Dirk Dirksen, the Bill Graham of Punk.Dirksen had been working for the past few years on a documentary/ performance DVD on S.F. punk legends The Mutants, and we had spoken earlier this year about it. Dirksen had sent me a rough edit, which suggested that the finished DVD would be quite exceptional. It was fitting that Dirksen’s final project was a film about one of the important punk combos that got their start playing his venue. Dirksen’s heyday began in 1976, when he turned the Filipino supper club on Broadway where he’d been presenting campy novelty acts such as Les Nickelettes, into San Francisco’s answer to C.B.G.B.’s. Surrounded by topless joints, a block away from Lawrence Ferlinghetti’s City Lights bookstore and other remnants of the Beatnik, the Mabuhay Gardens – which held about 100 people -- became the coolest club in the city. The Mabuhay was a place where you could hang out. It was dark and funky, and had a few levels. You entered at the rear of the club off Broadway, and immediately to the left were tables. Descending, you would arrive at the always-packed dance floor, directly in front of the stage, where San Francisco kids, each with their own D.I.Y. version of the punk look, showed off their version of, first, the ‘pogo,’ and later, the ‘slam-dance.’Local journalists including Michael Snyder, Howie Klein and myself would stand around in the back, scoping out the scene, occasionally trading barbs with the always argumentative Dirksen, while some now-forgotten warm-up punk outfit would bash away on stage.The Mabuhay became both a magnate for and an inspiration to punk rockers and would-be punk rockers. Punk had emerged in New York in ’74 and ’75, with Patti Smith, The Ramones, Blondie, Talking Heads and others.

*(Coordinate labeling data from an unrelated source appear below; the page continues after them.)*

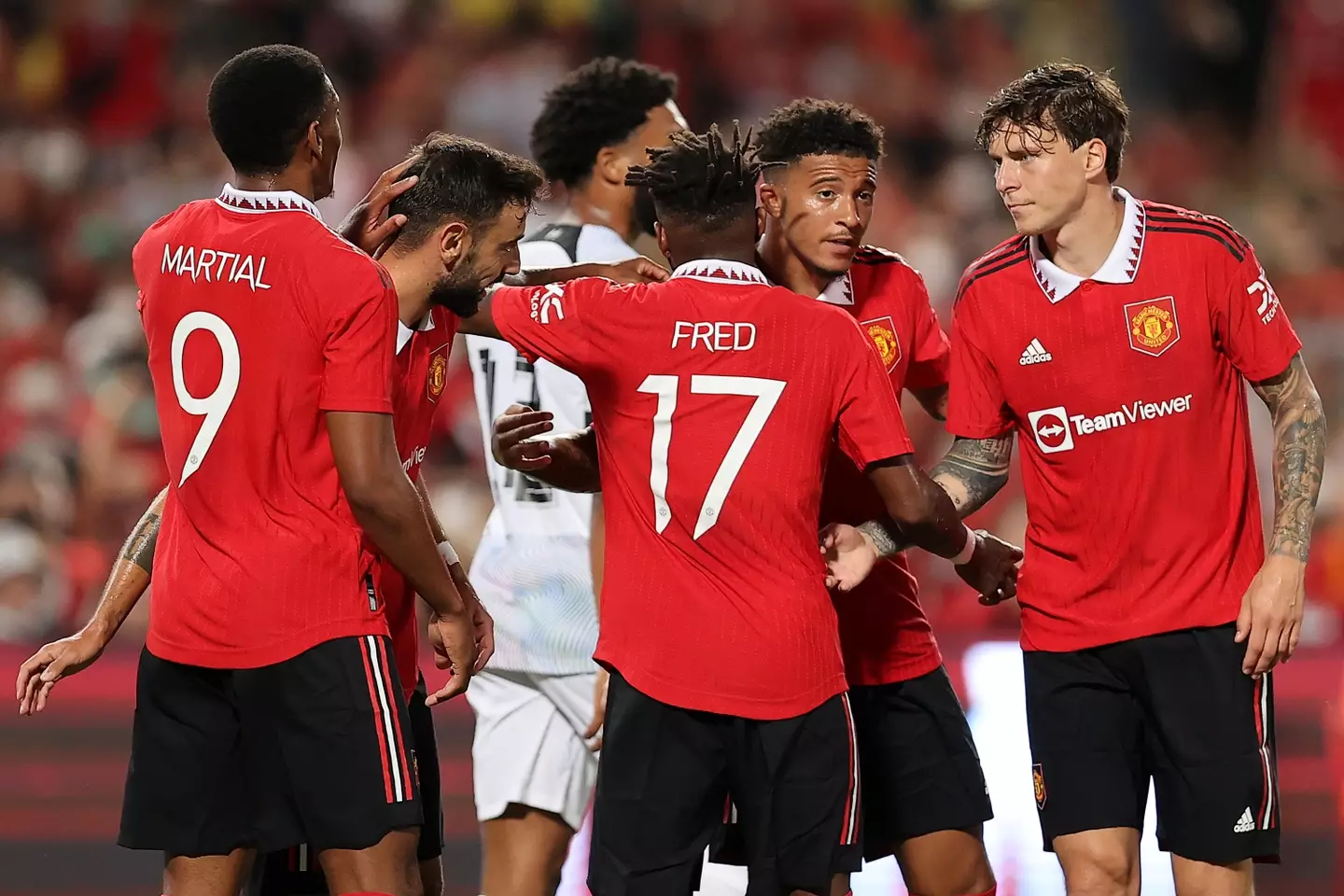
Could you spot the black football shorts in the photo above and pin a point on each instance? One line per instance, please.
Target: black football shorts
(663, 791)
(1173, 708)
(314, 749)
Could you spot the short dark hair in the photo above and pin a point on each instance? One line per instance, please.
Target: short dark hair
(818, 128)
(1066, 98)
(597, 105)
(702, 179)
(461, 179)
(261, 104)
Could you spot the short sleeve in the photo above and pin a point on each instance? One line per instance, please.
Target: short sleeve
(360, 342)
(931, 355)
(976, 404)
(1250, 326)
(870, 427)
(550, 321)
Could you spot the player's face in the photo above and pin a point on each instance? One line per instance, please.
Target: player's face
(329, 138)
(824, 205)
(657, 131)
(1039, 177)
(487, 259)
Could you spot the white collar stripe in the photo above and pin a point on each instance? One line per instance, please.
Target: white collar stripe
(257, 202)
(714, 271)
(1121, 266)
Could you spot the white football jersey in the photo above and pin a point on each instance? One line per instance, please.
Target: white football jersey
(532, 568)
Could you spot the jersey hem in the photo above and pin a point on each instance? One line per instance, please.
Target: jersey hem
(268, 656)
(736, 707)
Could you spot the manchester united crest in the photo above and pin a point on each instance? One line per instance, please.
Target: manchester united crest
(437, 375)
(1152, 326)
(882, 330)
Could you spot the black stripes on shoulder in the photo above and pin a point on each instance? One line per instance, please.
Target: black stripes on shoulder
(996, 259)
(1172, 219)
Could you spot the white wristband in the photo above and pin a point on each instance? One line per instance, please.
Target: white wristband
(967, 553)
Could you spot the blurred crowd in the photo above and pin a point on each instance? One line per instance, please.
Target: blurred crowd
(1238, 112)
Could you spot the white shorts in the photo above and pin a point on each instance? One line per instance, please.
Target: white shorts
(528, 746)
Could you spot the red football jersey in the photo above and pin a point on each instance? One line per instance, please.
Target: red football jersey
(1129, 395)
(418, 375)
(883, 632)
(715, 399)
(259, 320)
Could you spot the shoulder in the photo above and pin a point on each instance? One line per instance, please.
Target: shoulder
(1195, 231)
(998, 262)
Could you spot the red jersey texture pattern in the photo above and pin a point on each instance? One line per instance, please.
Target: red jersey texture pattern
(715, 399)
(1127, 394)
(259, 320)
(418, 378)
(883, 632)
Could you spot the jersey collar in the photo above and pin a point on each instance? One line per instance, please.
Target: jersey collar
(715, 271)
(405, 333)
(1120, 266)
(257, 202)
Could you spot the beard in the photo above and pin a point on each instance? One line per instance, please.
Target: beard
(458, 293)
(645, 216)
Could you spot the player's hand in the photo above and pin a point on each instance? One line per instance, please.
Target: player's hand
(992, 568)
(595, 730)
(849, 555)
(512, 428)
(54, 661)
(367, 225)
(455, 649)
(635, 271)
(1270, 621)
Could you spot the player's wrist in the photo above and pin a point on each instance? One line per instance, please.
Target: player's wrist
(969, 548)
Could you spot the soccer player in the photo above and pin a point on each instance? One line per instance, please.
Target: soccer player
(924, 791)
(266, 709)
(1117, 336)
(715, 399)
(460, 208)
(537, 567)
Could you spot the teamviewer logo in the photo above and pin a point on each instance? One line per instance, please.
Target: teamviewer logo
(1051, 430)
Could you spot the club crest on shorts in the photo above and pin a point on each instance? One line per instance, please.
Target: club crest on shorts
(437, 373)
(1152, 326)
(882, 330)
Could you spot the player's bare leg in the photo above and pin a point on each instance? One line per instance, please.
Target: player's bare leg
(431, 876)
(387, 867)
(1202, 879)
(206, 875)
(523, 852)
(1099, 862)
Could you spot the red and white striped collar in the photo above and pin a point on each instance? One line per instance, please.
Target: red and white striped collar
(715, 271)
(259, 202)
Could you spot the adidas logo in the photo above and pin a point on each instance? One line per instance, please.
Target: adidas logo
(1035, 354)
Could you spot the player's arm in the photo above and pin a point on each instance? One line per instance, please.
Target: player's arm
(129, 580)
(635, 271)
(482, 621)
(567, 462)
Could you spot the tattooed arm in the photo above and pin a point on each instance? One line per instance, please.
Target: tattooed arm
(1298, 455)
(1270, 620)
(971, 473)
(128, 581)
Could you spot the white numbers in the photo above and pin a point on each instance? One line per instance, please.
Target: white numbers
(766, 394)
(216, 404)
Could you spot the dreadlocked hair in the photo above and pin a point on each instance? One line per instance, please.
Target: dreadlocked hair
(702, 179)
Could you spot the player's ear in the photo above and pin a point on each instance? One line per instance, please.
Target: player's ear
(455, 241)
(610, 165)
(662, 235)
(770, 199)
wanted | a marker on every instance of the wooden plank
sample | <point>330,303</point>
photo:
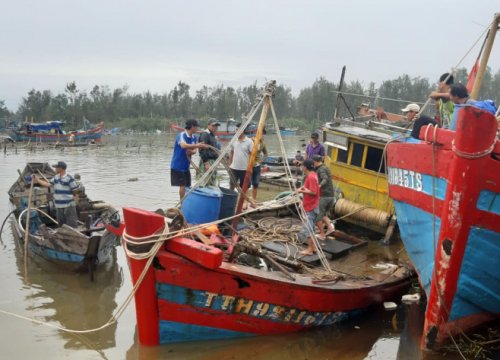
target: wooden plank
<point>291,252</point>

Word of a new sensibility (and new sounds) spread quickly to the West Coast (many of us read about the New York scene in the Village Voice), and punk bands including Crime and The Nuns formed. Dirksen was the first Bay Area promoter to pick up on the change in the cultural wind, and with the help of Howie Klein, he booked The Ramones, Blondie, the Dictators and other punk ‘stars,” alongside the local bands that seemed to be forming daily, such as The Avengers, Negative Trend and the Readymades.Dirksen himself was an eccentric figure who loved nothing more than to stand onstage, insulting the audience before introducing the Nuns, Crime or The Mutants. Those of us who were there at the beginning, will miss him.